Mercato: les explications d'un spécialiste de l'économie du football sur les dépenses folles de Chelsea

Comment analyser ce mercato très actif du côté de Chelsea ?
Le premier facteur s’explique avec la croissance des revenus de la Premier League. C’est un championnat très riche par rapport aux autres, c’est pratiquement deux fois le chiffre d’affaires des autres ligues. L’économie du football en Angleterre est en pleine croissance. Le deuxième facteur s’explique par les promesses de Todd Boehly lors de l’achat du club. Il y a eu un endettement et puis il y avait aussi l’engagement d’investir dans le club et dans les joueurs. Donc les ambitions du nouveau propriétaire sont respectées pour le moment avec ce montant dépensé lors du marché d’hiver.
On parle beaucoup des droits TV et des sponsors, la possibilité d’offrir des contrats très longue durée aux joueurs est aussi une arme importante ?
Oui, c’est un autre problème. Il y a les droits TV qui expliquent l’investissement important des américains dans les ligues en Europe. Les droits internationaux vont dépasser les revenus domestiques, c’est le premier aspect. Pour les gros clubs, ils peuvent compter sur les revenus de sponsoring toujours efficaces. Les contrats longue durée c’est un autre problème. Chelsea peut dépenser, mais il faut rentrer dans les clous du Fair Play Financier. Signer des contrats longs permet d’étaler la charge des transferts sur la longueur du contrat.

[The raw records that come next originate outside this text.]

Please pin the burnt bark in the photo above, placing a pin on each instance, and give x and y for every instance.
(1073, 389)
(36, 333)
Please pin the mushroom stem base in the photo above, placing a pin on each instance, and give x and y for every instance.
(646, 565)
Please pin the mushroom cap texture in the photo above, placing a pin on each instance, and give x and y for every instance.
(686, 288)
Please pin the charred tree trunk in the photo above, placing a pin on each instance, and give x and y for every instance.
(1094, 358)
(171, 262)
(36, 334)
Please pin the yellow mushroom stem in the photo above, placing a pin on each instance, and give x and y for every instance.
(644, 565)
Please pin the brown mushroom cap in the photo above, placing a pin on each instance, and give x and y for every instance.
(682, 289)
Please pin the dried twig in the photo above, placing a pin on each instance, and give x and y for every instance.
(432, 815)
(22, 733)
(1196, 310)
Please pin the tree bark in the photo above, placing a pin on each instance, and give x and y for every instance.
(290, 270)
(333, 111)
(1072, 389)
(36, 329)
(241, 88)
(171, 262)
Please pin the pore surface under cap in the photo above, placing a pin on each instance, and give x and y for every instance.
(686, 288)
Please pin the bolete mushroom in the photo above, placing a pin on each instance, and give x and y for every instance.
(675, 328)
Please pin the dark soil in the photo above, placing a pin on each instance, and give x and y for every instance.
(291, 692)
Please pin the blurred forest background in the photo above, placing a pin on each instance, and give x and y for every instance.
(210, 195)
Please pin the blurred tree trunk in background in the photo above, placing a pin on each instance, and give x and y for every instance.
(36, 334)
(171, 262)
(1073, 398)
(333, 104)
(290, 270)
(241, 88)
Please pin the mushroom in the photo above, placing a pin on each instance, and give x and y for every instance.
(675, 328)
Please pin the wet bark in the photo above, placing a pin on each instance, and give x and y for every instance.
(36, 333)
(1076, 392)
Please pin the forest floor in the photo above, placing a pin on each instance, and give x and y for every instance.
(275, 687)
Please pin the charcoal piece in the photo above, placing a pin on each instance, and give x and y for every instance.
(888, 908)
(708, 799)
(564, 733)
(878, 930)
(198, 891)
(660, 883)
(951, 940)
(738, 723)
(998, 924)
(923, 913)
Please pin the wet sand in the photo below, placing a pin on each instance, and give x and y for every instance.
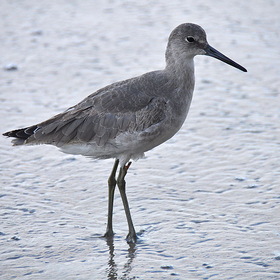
(206, 202)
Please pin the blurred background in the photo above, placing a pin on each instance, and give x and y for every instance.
(206, 202)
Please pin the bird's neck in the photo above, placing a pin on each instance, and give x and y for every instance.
(182, 72)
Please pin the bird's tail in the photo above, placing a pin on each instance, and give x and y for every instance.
(21, 134)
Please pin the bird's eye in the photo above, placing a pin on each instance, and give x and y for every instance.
(190, 39)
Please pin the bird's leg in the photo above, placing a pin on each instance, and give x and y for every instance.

On peut trouver d’autres justifications comme le fait de signer des joueurs en devenir pour éviter une signature dans un autre club. Les joueurs recrutés cet hiver sont jeunes.
Ça permet de s’adapter avec les règles du fair-play financier…
Ça reste sous la réglementation des législations nationales. Là il y a une vraie différence si l’on compare le PSG et Chelsea par exemple. Chelsea n’est pas limité avec un contrat inférieur à cinq ans. Ça permet de recruter du monde et d’étaler le paiement, c'est un bel avantage. Pour le FPF, ça pose problème et il y a un vrai problème d’équité. Chelsea a recruté autant que toutes les autres ligues donc on peut dire que la messe est dite.
Todd Boehly veut un club satellite pour faire évoluer ses jeunes joueurs…
Il y a deux tendances, la première c’est l’arrivée des nouveaux actionnaires dans le football. Notamment des fonds d’investissement. La deuxième tendance, c’est la multiplication de la multipropriété. Il y a plusieurs logiques : une logique financière de diversification des risques ou une logique de formation. Chelsea se retrouve avec un effectif de 33 joueurs, cette idée pourrait satisfaire tout le monde. Acheter un autre club ou avoir un partenariat peut être intéressant pour Todd Boehly. Je pense que les actionnaires de Chelsea ont les moyens d’acheter un autre club. Après du côté de l’Angleterre, ça permet aussi de créer une concurrence plus forte. Chelsea a une vraie ambition sportive de monter une équipe compétitive, on verra si Todd Boehly va réussir comme aux États-Unis.
Le football repousse toujours les limites, les mercatos s’enchaînent et les montants s’envolent…
Beaucoup de gens pensent qu’il y a une bulle autour du football et qu’elle va exploser. Nous n’avons jamais dit ça. L’économie du football anglais connait une telle croissance des revenus, même si leur endettement est important, les transferts suivent. Ils se sont très vite remis du COVID. On a repris les échanges d’avant COVID. On pouvait craindre le Brexit mais finalement les effets sont limités. On a l’impression que le fossé entre la Premier League et les autres championnats est encore une fois en train de se creuser. Et je pense que ça correspond à la politique commerciale de la PL, ils ont réussi à se vendre de manière extrêmement bien notamment aux USA. C’est plus que la MLS aux USA. C’est un des facteurs qui peut expliquer la venue des milliardaires américains dans le foot européen.
C’est différent quand on voit des fonds investir en France ?
Oui, c’est différent, en investissant en PL on est dans le championnat d’élite avec une visibilité très forte. En Ligue 1, ça dépend dans quel club vous souhaitez investir. Mais l’autre question est de savoir si la Ligue 1 est toujours une ligue majeure. Je laisse un point d’interrogation. D’un côté vous avez une Ligue qui fait des bénéfices sur ses opérations courantes avant COVID, ne dégage pas beaucoup de profits car ils achètent énormément sur le marché des transferts. Et en Ligue 1, c’est l’inverse. La logique sportive est complètement l’inverse. Après ce qui est intéressant, c’est de voir ces américains arriver en Europe avec la culture américaine. Est-ce que c’est compatible avec la culture européenne ? C’est la grande question.